Did you do the artwork for the album?
HACKMAN: No, it was a lovely man called Brian McHenry who lives in Ireland. I actually saw his stuff on Instagram, which isn’t particularly glamorous, but modern life. I thought it was really cool. I thought he really captured the exact vibe of the record. We got in contact and I sent him the album. We had some chats about what I was imagining. He just did a whole bunch of drawings for me. We managed to put that all together, and a bunch of different designs. So that worked out very nicely.
There’s a lot of nature visuals in the lyrics and in the music videos and there’s the mountains on the cover. Was that a theme that you went into the record thinking of?
HACKMAN: I didn’t go in thinking of it. But I think it’s there because it feels expansive and I’m always looking for like unifying, universal themes, and obviously nature, and then our own humanity and our own anatomical buildup and things like that, those are all unifying factors that we’re all familiar with. So they’re definitely topics that I sit back into quite a lot.
Certainly with the cover, those mountains there — it’s all about context, this record, you create the space, so you can remove the space, so if you create a vastness in the eyeline and then you put a perceived ugly trolley right in the front of it, you’re kind of creating that sense of depth.

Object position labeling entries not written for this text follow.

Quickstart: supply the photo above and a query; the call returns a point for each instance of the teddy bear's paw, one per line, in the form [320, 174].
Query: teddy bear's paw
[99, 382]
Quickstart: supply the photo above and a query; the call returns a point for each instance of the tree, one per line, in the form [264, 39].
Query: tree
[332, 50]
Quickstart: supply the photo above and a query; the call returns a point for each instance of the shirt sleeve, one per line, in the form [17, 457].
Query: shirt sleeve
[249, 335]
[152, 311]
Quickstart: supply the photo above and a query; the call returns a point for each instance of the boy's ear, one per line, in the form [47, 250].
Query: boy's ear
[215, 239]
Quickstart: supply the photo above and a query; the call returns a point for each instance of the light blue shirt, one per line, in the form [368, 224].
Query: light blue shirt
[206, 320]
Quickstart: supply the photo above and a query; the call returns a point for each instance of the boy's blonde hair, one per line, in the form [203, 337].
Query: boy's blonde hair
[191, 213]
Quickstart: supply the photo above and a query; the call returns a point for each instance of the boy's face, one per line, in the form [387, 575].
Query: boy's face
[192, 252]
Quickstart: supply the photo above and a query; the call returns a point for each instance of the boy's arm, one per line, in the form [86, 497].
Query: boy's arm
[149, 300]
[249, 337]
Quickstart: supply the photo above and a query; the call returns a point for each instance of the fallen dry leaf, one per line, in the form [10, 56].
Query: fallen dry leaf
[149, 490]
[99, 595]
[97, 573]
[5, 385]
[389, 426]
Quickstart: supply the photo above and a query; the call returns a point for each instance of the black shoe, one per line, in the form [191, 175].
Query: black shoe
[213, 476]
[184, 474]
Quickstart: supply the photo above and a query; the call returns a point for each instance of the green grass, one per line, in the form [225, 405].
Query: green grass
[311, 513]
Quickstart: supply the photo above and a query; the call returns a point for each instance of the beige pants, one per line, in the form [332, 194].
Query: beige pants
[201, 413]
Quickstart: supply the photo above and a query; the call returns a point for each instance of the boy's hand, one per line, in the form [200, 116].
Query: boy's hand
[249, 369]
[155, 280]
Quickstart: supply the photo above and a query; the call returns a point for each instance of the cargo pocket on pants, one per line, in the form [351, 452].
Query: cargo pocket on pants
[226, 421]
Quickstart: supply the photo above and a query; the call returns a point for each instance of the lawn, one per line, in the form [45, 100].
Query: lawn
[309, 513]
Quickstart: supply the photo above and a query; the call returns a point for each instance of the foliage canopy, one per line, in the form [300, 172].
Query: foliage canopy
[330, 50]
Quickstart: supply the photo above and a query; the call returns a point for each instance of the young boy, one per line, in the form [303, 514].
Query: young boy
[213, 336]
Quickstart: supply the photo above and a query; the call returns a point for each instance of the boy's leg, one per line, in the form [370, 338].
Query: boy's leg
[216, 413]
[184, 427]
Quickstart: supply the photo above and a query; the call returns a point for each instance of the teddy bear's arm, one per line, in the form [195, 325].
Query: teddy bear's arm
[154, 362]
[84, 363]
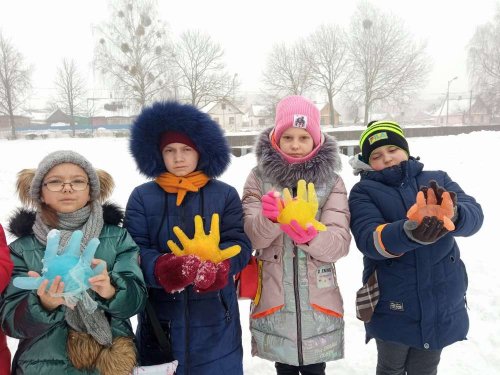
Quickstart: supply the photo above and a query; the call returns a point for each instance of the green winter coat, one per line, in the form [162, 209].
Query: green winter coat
[42, 334]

And it’s the same sonically. You can make it feel massive and sprawling, and then you can just have me suddenly singing into a microphone really close, like up in your ear. Dynamics in that way are really fun to play with and also arresting.
I wanted to ask more about the opening song. With all the strings it feels like the opening of a movie.
HACKMAN: That’s kind of how I wanted it to feel like I wrote that song. That song was written a year and a half before I even started writing the rest of the songs for the album. I was gonna try and turn it into a song and shoehorn that in and then I realized further down the line that I actually loved it how it was and there was no point pushing it. That was a big learning curve, because I think I’m always trying to force stuff into being a song because I love writing a perfect song. But actually having instrumentals now is such a relief going forward because I also love just coming up with what I think are beautiful melodies and to be able to just leave them without having to write lyrics on top of it or confuse things is a really exciting prospect.
Big Sigh is out 1/12 on Chrysalis Records.